Editoria

11 maggio 2010 | 14:32

INTERCETTAZIONI: ITALIAFUTURA, POLITICA NON LIMITI LIBERTA’

INTERCETTAZIONI: ITALIAFUTURA, POLITICA NON LIMITI LIBERTA’
ASSOCIAZIONE DI MONTEZEMOLO, MA STAMPA SI DIA VERO CODICE ETICO
ROMA
(ANSA) – ROMA, 11 MAG – “Non cerchi la politica di limitare il diritto all’informazione, ma sia la stessa libera stampa, siano gli stessi giornalisti, sia chi ha un compito così bello, importante, e al contempo gravoso, a darsi un vero codice etico e morale, siano essi stessi a contribuire alla rinascita di questo Paese”. Italiafutura, l’associazione di Luca Cordero di Montezemolo, con un lungo articolo a firma di Alberto Stancanelli, interviene sul ddl intercettazioni in discussione al Senato. “E’ sbagliato porre limitazioni all’ammissibilità  delle intercettazioni telefoniche per i delitti contro la pubblica amministrazione – scrive Stancanelli – E’ sbagliato non poter far conoscere i fatti nel momento in cui gli atti non sono più secretati e rinviare la conoscenza al dibattimento processuale; é sbagliato che il giornalista sia perseguito per aver pubblicato i fatti di cui sia venuto a conoscenza, limitando il libero esercizio del diritto di informazione.
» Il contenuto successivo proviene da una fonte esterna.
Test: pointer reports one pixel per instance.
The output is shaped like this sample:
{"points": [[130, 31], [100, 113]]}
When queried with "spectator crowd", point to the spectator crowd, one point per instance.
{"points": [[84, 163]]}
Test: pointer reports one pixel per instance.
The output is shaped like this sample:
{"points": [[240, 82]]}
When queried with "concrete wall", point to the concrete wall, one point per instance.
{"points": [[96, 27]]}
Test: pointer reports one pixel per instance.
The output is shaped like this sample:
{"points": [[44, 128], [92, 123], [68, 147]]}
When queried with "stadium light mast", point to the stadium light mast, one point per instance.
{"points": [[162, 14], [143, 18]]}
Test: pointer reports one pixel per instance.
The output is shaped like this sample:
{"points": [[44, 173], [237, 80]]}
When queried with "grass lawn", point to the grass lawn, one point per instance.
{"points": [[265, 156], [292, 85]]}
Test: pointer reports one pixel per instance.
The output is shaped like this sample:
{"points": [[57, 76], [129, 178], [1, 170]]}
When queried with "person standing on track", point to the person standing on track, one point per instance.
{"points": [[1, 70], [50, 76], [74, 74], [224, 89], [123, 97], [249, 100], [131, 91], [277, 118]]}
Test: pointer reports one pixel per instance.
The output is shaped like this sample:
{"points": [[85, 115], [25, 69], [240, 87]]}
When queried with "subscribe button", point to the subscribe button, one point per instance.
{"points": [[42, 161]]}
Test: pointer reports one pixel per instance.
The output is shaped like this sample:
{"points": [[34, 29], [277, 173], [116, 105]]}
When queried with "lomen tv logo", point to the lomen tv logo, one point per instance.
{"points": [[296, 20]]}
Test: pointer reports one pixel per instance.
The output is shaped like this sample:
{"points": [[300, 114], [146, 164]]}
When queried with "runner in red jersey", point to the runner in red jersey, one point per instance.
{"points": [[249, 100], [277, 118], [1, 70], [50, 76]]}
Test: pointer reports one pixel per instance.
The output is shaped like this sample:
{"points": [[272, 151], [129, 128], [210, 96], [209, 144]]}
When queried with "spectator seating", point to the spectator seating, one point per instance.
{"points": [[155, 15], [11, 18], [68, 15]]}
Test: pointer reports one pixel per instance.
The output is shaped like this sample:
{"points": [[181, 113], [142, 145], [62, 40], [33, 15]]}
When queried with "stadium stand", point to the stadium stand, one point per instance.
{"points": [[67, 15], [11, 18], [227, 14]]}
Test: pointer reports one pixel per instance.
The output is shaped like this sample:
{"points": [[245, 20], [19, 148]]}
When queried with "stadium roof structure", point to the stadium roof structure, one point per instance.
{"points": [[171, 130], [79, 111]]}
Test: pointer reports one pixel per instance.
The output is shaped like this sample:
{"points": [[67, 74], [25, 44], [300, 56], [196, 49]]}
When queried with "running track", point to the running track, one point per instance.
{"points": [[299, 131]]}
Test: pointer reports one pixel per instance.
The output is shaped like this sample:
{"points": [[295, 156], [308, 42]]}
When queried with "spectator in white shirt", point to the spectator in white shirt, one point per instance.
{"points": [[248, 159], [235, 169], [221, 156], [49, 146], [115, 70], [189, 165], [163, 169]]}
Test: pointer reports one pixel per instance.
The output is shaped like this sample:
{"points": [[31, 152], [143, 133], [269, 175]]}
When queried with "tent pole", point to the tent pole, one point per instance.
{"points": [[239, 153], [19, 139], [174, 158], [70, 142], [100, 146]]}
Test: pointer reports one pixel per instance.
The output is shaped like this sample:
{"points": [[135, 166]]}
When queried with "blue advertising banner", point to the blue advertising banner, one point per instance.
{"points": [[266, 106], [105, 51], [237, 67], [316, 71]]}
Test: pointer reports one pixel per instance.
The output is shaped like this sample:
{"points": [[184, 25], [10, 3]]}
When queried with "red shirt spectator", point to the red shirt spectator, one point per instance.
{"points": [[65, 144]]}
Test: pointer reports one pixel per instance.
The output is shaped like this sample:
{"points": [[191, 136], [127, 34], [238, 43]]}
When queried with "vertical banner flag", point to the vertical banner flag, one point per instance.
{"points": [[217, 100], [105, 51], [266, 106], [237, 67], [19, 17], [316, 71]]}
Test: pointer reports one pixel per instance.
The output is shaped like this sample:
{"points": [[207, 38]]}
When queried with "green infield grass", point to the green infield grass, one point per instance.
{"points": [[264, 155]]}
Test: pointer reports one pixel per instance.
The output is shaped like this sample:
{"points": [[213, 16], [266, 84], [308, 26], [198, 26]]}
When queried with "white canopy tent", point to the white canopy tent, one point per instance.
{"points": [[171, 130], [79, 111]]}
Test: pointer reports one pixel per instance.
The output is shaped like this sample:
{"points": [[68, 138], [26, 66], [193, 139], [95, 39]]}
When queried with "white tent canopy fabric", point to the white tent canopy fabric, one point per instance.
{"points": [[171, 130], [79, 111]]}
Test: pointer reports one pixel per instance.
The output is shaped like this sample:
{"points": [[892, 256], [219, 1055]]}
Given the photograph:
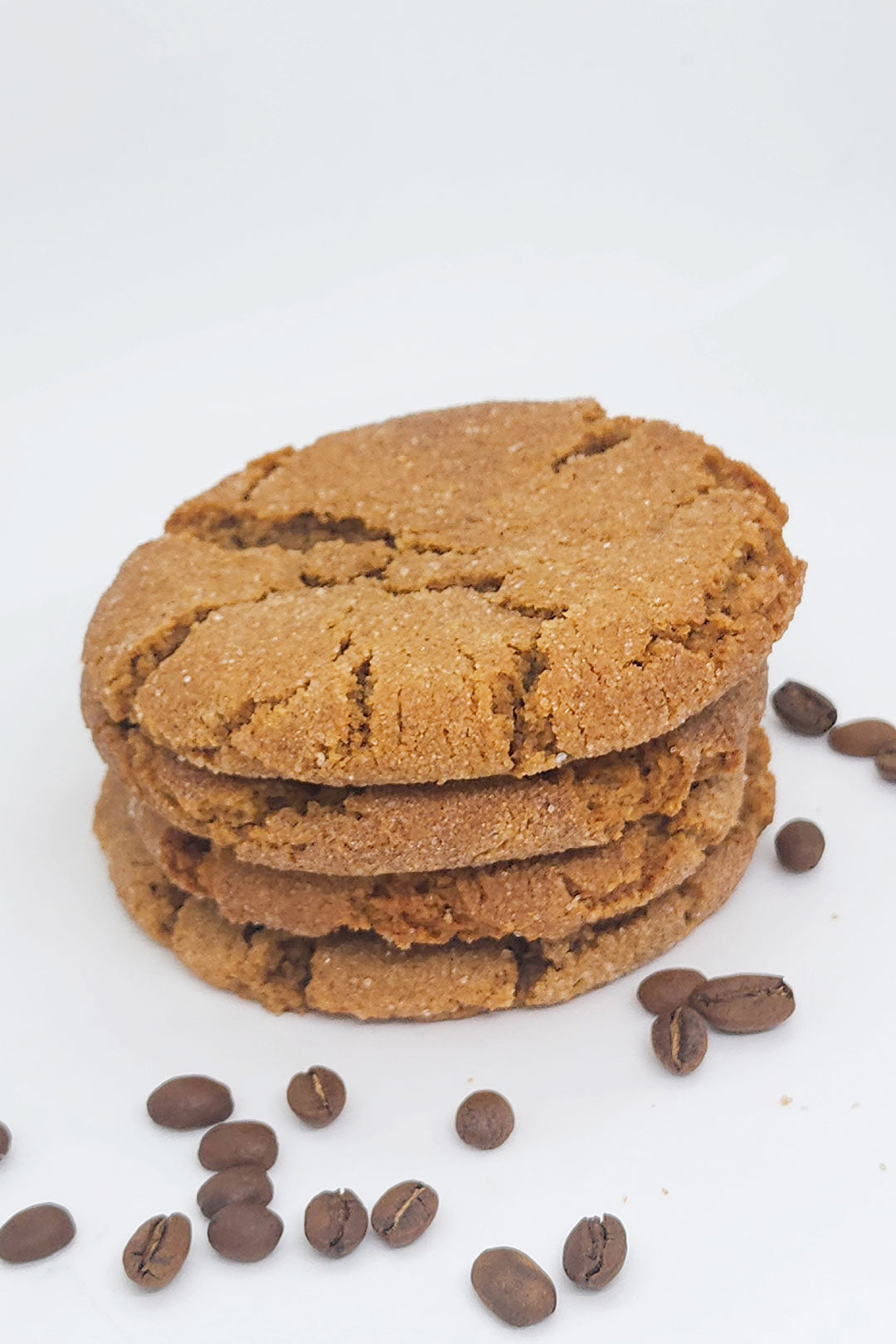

Va in questo caso perseguito chi, tenuto al rispetto del segreto istruttorio, è venuto meno ai suoi doveri”. “Al tempo stesso si vincoli – continua – il diritto di informazione al principio di etica professionale, con la consapevolezza che esso può essere, in alcune circostanze, un’arma che può compiere danni irreparabili all’immagine e all’equilibrio psico-fisico delle persone. Ci si limiti alla notizia strettamente utile al giudizio politico-sociale, non a ciò che rileva nella sfera intima e personale, non si coinvolgano soggetti terzi estranei ai fatti pubblici, sia a questi ultimi dato il tempo processuale per dimostrare l’estraneità  ai fatti”. Secondo ItaliaFutura, “un comportamento che può non venire sanzionato nel codice penale o in un’altra norma può trovare, nel giudizio della pubblica opinione, una sanzione politico-morale”. “Per questo – spiega Stancanelli – è giusto che in una democrazia moderna non si ponga alcun limite alla libertà  di informazione, in particolare sugli uomini pubblici e di governo, purché si abbia sempre il rispetto per la dignità  delle persone e l’onestà  di fornire un quadro completo delle informazioni, consentendo ai lettori di elaborare un autonomo giudizio. Anche per la stampa deve valere il principio che il potere non deve mai sconfinare nell’abuso e nel libero arbitrio”.(ANSA).